Here is what's even more maddening. When President Obama was negotiating with Republicans in December, and allowed tax-cuts-for-Kardashians to be extended, he "received" something else - something that, like raising the debt ceiling, should have simply been a given (especially during a severe economic downturn) - an unemployment benefits extension.
President Obama could also have made raising the debt ceiling a condition for that particular cave-in. He could have reminded people that during the presidency of George W. Bush, Vice President and Chief of Shooting People in the Face, Dick Cheney, remarked that "Reagan taught us that deficits don't matter".
Obama could even have informed people exactly who had created these deficits - out loud no less!
Many political commentators were already discussing this as the next big fight, knowing that the Tea Party-backed blockheads now populating Congress would go where nobody had gone before and try to take down the US economy, if only to make a point to the voices in their heads - the ones they think originate with God, but more likely are due to a daily overdose of high-fructose corn syrup and hot toddies.

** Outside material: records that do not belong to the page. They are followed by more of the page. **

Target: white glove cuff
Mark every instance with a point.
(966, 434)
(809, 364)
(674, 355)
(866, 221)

But President Obama doesn't like to fight, even if it's with people who see Reagan as being somewhat of a commie liberal for raising the debt ceiling 18 times during his presidency, with no conditions ever attached to these raises. In fact, it may be Obama's seeming acceptance of a Washington-manufactured "conservative consensus" on economic issues that has led conservative scholar Bruce Bartlett, in Fiscal Times, to compare Obama's "moderate-conservative" governance with that of Richard Nixon (something he is not the first to do).

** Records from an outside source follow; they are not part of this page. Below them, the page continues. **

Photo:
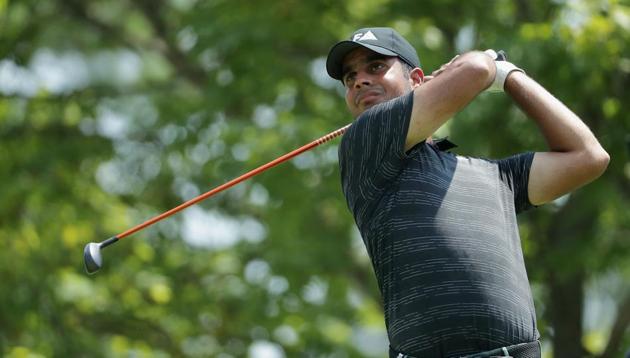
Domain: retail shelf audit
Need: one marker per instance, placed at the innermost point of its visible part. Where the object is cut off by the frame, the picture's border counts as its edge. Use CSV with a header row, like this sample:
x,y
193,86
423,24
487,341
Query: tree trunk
x,y
566,302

With one exception, of course. Nixon was further to the left.
So that is where we are today, with a Democratic president governing to the right of Nixon and a Republican House of Representatives governing to the right of William The Conqueror. Meanwhile, the multiple polls that show Americans want to raise taxes on the rich, protect their Social Security, and see our government act like adults are ignored.
Not too long ago, in saner times (1954, to be exact), Republican President Dwight D. Eisenhower wrote in a letter to his brother Edgar, "should any political party attempt to abolish Social Security, unemployment insurance, and eliminate labor laws and farm programs, you would not hear of that party again in our political history". He went on to say that those who would repeal these items were "negligible and stupid".
Sadly, they are not negligible in Washington, but they most certainly are stupid. And worst of all, not only is the conservative party in this country pushing for these crazy ideas, but the liberal party has leaders willing to entertain them or, out of fear, bargain them away.
To paraphrase Simon and Garfunkel, "Where have you gone, Dwight D. Eisenhower?"